弁護士が教える 失敗例から学ぶ不動産投資

賃貸経営不動産投資

<<著者インタビュー>>

弁護士が初めて明かす失敗事例と回避策
不動産投資で絶対にやってはいけない18のこと

事例を基に不動産投資の落とし穴を解説

――この本の出版に至った経緯を教えてください。

 うちの事務所のホームページに掲載した法律コラムがきっかけです。それを見た出版を多く手がける会社から、不動産法務に関する本を出さないかと声をかけられたのです。打ち合わせを重ねる中で、私自身が不動産投資のトラブルをかなり多く扱ってきたことに改めて気づきました。そこで、不動産オーナー向けの本を作ることになりました。

――取り上げた中で特に印象的な事例はありますか。

 サブリースの問題と、工事の途中で業者に逃げられてしまったケースです。工事が完了しないまま業者と連絡が取れなくなる事例は、執筆担当者との打ち合わせで「そんなことがあるのですか」と驚かれました。しかし実際に起きた重大なトラブル事例です。

――弁護士に不動産トラブルを相談する際のポイントは。

 まず管理会社と契約していればそちらに相談し、対応が難しくなった段階で弁護士に持ちかけるのが自然です。自主管理の場合は、トラブルが起きた時点で早めに相談しましょう。その際は、時系列、問題点、自分の希望、相手の主張をA4用紙1枚程度に整理し、関係資料も用意しておくと、弁護士が状況を正確に把握しやすくなります。

――地主や家主はこの本をどう活用できますか。

 本書に書いてある解説の一つ一つは、投資経験者であればすでに聞いたことがある人が多いでしょう。解説を見て「なるほど、だからあの時はこうだったのだ」という復習用に使ってもらいたいです。また次の物件取得や売却の場面を意識して読んでほしいです。不動産を売るときは不都合な事実を隠さず、分からないことは分からないと明記することが大切です。
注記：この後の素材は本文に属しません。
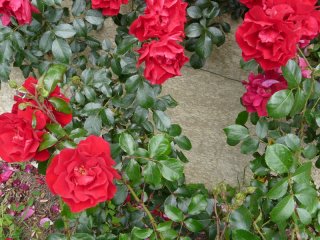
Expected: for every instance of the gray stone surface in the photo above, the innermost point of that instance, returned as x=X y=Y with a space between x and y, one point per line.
x=207 y=104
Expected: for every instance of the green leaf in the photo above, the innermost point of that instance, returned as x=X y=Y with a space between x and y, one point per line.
x=60 y=105
x=152 y=174
x=61 y=50
x=57 y=130
x=249 y=145
x=145 y=96
x=126 y=44
x=164 y=226
x=304 y=215
x=241 y=234
x=196 y=61
x=159 y=145
x=279 y=158
x=292 y=73
x=175 y=130
x=242 y=118
x=262 y=128
x=161 y=120
x=174 y=213
x=303 y=173
x=194 y=30
x=194 y=12
x=53 y=76
x=48 y=140
x=236 y=133
x=183 y=142
x=94 y=17
x=193 y=225
x=127 y=143
x=280 y=104
x=240 y=219
x=64 y=31
x=141 y=233
x=78 y=133
x=300 y=99
x=216 y=35
x=292 y=141
x=171 y=169
x=310 y=151
x=57 y=236
x=283 y=210
x=278 y=190
x=93 y=124
x=78 y=7
x=82 y=236
x=46 y=41
x=121 y=195
x=204 y=46
x=198 y=204
x=133 y=170
x=307 y=197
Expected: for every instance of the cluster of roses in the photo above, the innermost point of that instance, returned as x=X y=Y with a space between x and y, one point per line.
x=271 y=32
x=82 y=177
x=162 y=27
x=109 y=7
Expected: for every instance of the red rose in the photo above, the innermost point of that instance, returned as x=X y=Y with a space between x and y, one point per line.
x=251 y=3
x=259 y=90
x=160 y=18
x=302 y=17
x=20 y=9
x=30 y=108
x=18 y=140
x=83 y=177
x=109 y=7
x=268 y=40
x=163 y=59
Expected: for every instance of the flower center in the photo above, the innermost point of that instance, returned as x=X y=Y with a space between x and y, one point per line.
x=82 y=175
x=80 y=171
x=268 y=36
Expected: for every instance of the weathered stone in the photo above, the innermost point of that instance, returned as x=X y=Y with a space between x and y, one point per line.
x=207 y=104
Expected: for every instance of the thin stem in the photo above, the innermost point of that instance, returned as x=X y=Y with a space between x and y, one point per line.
x=304 y=57
x=153 y=222
x=217 y=217
x=256 y=227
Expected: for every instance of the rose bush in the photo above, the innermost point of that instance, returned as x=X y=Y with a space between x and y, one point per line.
x=91 y=112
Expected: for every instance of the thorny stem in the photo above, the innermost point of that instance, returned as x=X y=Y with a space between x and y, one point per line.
x=304 y=57
x=256 y=227
x=153 y=222
x=217 y=216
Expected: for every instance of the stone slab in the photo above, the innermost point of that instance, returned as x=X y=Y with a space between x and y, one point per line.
x=207 y=104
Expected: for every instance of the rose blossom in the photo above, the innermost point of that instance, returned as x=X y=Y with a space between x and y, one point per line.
x=83 y=177
x=163 y=59
x=31 y=110
x=20 y=9
x=109 y=7
x=270 y=41
x=259 y=90
x=160 y=18
x=18 y=140
x=251 y=3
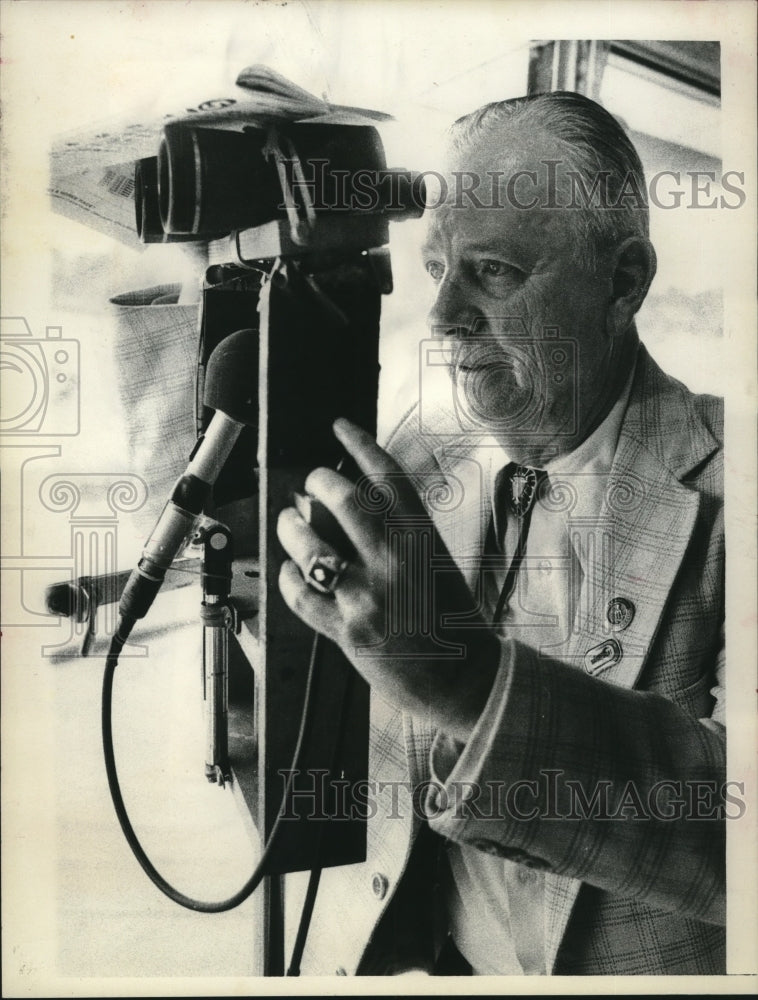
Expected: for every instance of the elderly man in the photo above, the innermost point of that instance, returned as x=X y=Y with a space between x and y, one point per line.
x=557 y=687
雨漏りやシロアリのような問題も、確認したうえで正直に伝えるべきです。買うときは、資料をよく読み、内見を行い、疑問点を自分で確認する姿勢が欠かせません。すでに地主、家主である皆さんには自分の投資戦略があるでしょう。そのアクセルは自分の考えで踏み込む。一方で、この本はトラブル回避のためのブレーキの役割を担います。一歩立ち止まって考える一助にしてください。

著者プロフィール
森田匡貴(もりた・まさき)

森田匡貴法律事務所代表弁護士。第一東京弁護士会所属弁護士、税理士、宅地建物取引士。企業の社内弁護士として法務を担当。東京・赤坂に法律事務所を開業し、不動産、建設、製造、金融、サービス業など、業種に偏らない顧問先から支持を得ている。税理士でもあり、企業の記帳代行・確定申告の対応、税務が絡んだ法律相談などの対応も行う。


弁護士が初めて明かす失敗事例と回避策

不動産投資で絶対にやってはいけない18のこと

著者:森田匡貴
出版社:日刊現代
価格:1650円(税込み)
概要
法の落とし穴は、知れば避けられる。弁護士が不動産投資の失敗を分析し、投資の道しるべとして書いた一冊。不動産投資で起こりがちなトラブルを、実際に起きたケースから解き明かす。どこでつまずきがちで、どうすれば防げるのか。初めての不動産投資はもちろん、経験者の「うっかり」を回避するための知識を事例で解説している。